I also read over the issues discussed in the R-help thread started by Elizabeth Purdom. Without a specific test case, my guess is that the problem is not due to a bug in mclapply because I can reproduce the same symptoms with the following function:
work <- function(i, poison) {
if (i == poison) quit(save='no')
i
}
If a worker started by mclapply dies while executing a task for any reason (receiving a signal, seg faulting, exiting), mclapply will return a NULL for all of the tasks that were assigned to that worker:
> library(parallel)
> mclapply(1:4, work, 3, mc.cores=2)
[[1]]
NULL
[[2]]
[1] 2
[[3]]
NULL
[[4]]
[1] 4
In this case, NULL's were returned for tasks 1 and 3 due to prescheduling, even though only task 3 actually failed.

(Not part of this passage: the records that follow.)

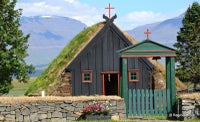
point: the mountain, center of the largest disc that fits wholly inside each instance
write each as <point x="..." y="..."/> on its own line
<point x="48" y="35"/>
<point x="164" y="32"/>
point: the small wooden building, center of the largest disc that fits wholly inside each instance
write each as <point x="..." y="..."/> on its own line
<point x="95" y="69"/>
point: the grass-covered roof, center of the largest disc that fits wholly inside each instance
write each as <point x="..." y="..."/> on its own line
<point x="51" y="76"/>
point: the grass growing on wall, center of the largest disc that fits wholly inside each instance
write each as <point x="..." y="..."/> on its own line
<point x="19" y="88"/>
<point x="51" y="76"/>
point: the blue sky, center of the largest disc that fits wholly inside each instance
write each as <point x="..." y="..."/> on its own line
<point x="131" y="13"/>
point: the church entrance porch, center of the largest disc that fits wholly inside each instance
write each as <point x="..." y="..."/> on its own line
<point x="110" y="83"/>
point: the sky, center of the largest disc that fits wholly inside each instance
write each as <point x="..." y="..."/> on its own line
<point x="130" y="13"/>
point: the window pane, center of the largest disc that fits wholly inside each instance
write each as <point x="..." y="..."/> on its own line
<point x="87" y="76"/>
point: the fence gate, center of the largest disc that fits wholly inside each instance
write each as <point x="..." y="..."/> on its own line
<point x="148" y="102"/>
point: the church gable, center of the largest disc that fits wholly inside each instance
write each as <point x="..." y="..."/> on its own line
<point x="98" y="62"/>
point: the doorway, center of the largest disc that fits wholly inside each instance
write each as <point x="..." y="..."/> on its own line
<point x="110" y="83"/>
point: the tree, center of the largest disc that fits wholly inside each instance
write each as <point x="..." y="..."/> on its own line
<point x="13" y="47"/>
<point x="188" y="46"/>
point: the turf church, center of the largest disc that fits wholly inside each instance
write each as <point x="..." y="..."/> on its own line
<point x="96" y="68"/>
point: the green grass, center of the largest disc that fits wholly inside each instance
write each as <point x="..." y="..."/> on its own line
<point x="19" y="88"/>
<point x="192" y="120"/>
<point x="51" y="76"/>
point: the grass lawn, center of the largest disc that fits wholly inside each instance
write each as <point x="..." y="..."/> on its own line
<point x="19" y="88"/>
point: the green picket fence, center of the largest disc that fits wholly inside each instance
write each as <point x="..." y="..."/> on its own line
<point x="148" y="102"/>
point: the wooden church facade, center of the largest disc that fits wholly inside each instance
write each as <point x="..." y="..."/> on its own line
<point x="96" y="69"/>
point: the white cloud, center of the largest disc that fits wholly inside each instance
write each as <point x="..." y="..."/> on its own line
<point x="69" y="8"/>
<point x="89" y="14"/>
<point x="38" y="8"/>
<point x="138" y="18"/>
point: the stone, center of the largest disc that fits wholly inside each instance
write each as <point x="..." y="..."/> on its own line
<point x="20" y="118"/>
<point x="17" y="112"/>
<point x="45" y="120"/>
<point x="2" y="118"/>
<point x="2" y="108"/>
<point x="187" y="107"/>
<point x="188" y="101"/>
<point x="71" y="118"/>
<point x="56" y="114"/>
<point x="122" y="116"/>
<point x="27" y="119"/>
<point x="115" y="117"/>
<point x="10" y="118"/>
<point x="12" y="112"/>
<point x="70" y="108"/>
<point x="120" y="105"/>
<point x="113" y="103"/>
<point x="58" y="120"/>
<point x="26" y="111"/>
<point x="42" y="116"/>
<point x="34" y="117"/>
<point x="8" y="108"/>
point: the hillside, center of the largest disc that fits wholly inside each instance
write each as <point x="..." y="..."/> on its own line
<point x="164" y="32"/>
<point x="48" y="35"/>
<point x="51" y="77"/>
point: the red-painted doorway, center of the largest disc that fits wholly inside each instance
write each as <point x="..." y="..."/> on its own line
<point x="110" y="83"/>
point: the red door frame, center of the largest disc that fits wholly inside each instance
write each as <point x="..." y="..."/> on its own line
<point x="103" y="82"/>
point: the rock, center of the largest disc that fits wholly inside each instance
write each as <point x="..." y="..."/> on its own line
<point x="1" y="117"/>
<point x="27" y="119"/>
<point x="2" y="108"/>
<point x="115" y="117"/>
<point x="26" y="111"/>
<point x="10" y="118"/>
<point x="34" y="117"/>
<point x="56" y="114"/>
<point x="187" y="107"/>
<point x="58" y="120"/>
<point x="20" y="118"/>
<point x="42" y="116"/>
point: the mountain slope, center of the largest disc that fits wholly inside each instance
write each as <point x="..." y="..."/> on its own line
<point x="164" y="32"/>
<point x="48" y="35"/>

If a worker dies when using a function such as parLapply or clusterApply, an error is reported:
> cl <- makePSOCKcluster(3)
> parLapply(cl, 1:4, work, 3)
Error in unserialize(node$con) : error reading from connection
I've seen many such reports, and I think they tend to happen in large programs that use lots of packages that are hard to turn into reproducible test cases.
Of course, in this example, you'll also get an error when using lapply, although the error won't be hidden as it is with mclapply. If the problem doesn't seem to happen when using lapply, it may be because the problem rarely occurs, so it only happens in very large runs that are executed in parallel using mclapply. But it is also possible that the error occurs, not because the tasks are executed in parallel, but because they are executed by forked processes. For example, various graphics operations will fail when executed in a forked process.